I have this code to analyse:
for (int i = 1; i <= n; i++) {
for (int j = 1; j <= n; j++) {
System.out.println(j);
}
}
What is the time complexity of this code?
Assuming n=10:
For every iteration of the outer loop, the inner loop runs n times, i.e. 10*10 = 100 times. Whereas the outer loop runs n times, i.e. 10 times. So isn't the time complexity O(n)*O(n²)=O(n³)? I see it as O(n²).
I see it as O(n²).
O(𝑛²) would be correct (but see below for a nuance).

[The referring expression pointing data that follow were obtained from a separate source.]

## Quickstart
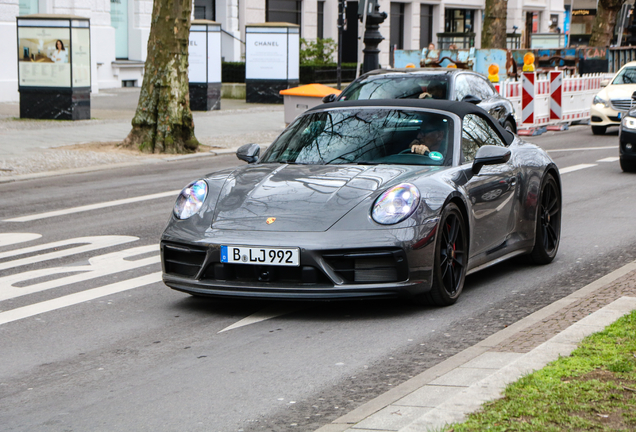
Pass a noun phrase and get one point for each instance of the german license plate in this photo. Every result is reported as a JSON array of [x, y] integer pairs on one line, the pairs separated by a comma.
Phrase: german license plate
[[260, 255]]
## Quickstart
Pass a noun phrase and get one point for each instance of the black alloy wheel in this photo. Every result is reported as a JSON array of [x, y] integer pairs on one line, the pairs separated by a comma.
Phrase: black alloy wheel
[[548, 230], [451, 257]]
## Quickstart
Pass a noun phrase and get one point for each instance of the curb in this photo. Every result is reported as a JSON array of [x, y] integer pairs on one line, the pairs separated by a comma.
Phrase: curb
[[375, 406], [94, 168]]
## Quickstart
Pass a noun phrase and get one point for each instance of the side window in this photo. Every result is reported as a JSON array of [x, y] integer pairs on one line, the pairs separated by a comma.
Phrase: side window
[[461, 86], [480, 87], [476, 132]]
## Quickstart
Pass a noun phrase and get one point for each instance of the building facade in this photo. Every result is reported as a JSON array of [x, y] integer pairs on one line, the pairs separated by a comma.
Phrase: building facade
[[120, 28]]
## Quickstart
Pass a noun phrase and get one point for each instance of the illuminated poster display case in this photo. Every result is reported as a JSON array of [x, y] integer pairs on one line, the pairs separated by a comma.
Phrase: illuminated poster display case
[[204, 65], [54, 67], [272, 61]]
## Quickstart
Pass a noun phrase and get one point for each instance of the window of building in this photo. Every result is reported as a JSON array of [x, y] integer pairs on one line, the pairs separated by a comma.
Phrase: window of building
[[119, 21], [397, 25], [426, 25], [205, 9], [582, 21], [321, 20], [28, 7], [288, 11], [459, 21]]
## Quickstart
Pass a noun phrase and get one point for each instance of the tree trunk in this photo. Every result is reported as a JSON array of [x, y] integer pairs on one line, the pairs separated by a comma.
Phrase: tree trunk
[[604, 22], [493, 34], [163, 120]]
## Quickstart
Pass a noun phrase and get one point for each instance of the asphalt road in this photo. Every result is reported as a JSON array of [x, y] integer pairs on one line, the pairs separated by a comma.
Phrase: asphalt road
[[146, 358]]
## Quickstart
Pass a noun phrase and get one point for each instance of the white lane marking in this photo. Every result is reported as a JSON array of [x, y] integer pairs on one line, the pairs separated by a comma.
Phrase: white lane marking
[[85, 244], [575, 168], [15, 238], [80, 297], [93, 207], [98, 266], [584, 149], [263, 315]]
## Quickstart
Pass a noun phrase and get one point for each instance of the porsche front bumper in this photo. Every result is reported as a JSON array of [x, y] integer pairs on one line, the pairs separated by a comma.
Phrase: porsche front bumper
[[333, 265]]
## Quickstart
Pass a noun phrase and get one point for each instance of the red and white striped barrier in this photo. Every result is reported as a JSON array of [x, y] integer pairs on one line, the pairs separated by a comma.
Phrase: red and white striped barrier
[[527, 97], [556, 95], [577, 93]]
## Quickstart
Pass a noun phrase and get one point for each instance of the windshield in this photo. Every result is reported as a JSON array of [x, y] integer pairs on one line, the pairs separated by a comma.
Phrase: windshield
[[625, 76], [365, 136], [398, 87]]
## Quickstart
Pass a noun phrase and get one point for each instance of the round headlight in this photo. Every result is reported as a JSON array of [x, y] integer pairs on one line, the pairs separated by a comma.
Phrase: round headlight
[[190, 199], [396, 204]]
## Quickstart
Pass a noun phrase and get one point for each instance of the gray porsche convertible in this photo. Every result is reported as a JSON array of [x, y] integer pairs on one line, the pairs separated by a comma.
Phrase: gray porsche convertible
[[366, 199]]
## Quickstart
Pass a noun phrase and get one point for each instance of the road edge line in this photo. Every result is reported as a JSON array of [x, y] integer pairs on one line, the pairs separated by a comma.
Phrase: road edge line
[[382, 401]]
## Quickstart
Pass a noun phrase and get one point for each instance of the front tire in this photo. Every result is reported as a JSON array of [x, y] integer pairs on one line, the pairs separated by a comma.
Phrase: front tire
[[451, 258], [548, 228], [599, 130]]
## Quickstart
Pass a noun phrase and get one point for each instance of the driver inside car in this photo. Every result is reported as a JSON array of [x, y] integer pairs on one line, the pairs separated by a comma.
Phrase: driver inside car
[[430, 138]]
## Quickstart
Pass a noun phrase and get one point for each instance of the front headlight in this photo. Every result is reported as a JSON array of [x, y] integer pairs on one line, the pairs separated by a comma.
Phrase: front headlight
[[396, 204], [600, 101], [190, 199], [629, 122]]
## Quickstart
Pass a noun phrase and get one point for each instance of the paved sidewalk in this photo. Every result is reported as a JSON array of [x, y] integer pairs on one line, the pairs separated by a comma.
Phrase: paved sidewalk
[[449, 391], [29, 148]]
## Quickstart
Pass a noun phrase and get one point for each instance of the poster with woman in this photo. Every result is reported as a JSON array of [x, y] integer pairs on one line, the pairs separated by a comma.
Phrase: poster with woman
[[44, 56]]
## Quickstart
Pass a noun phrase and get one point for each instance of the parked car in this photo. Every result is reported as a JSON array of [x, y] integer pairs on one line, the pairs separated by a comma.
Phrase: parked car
[[435, 83], [614, 100], [627, 140], [346, 204]]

It is true that the outer loop has 𝑛 iterations, but if you already count 𝑛² for the total of inner loop iterations, then it is an addition, not a multiplication. So with this approach you could say it is O(𝑛 + 𝑛²), which is O(𝑛²).
But the situation is complicated by the printing of the number. If we just gloss over that, and consider that printing a number has O(1) time complexity, then we are done. But fact is that the printing effort is determined by the number of characters to print. To print a number with five digits takes longer than printing a number with just one.
The number of digits in a number 𝑛 is O(log𝑛), and thus the time complexity of the print call is O(log𝑗). In total we thus have O(𝑛(log1 + log2 + ... + log𝑛)) which is O(𝑛(𝑛log𝑛)), which is O(𝑛²log𝑛).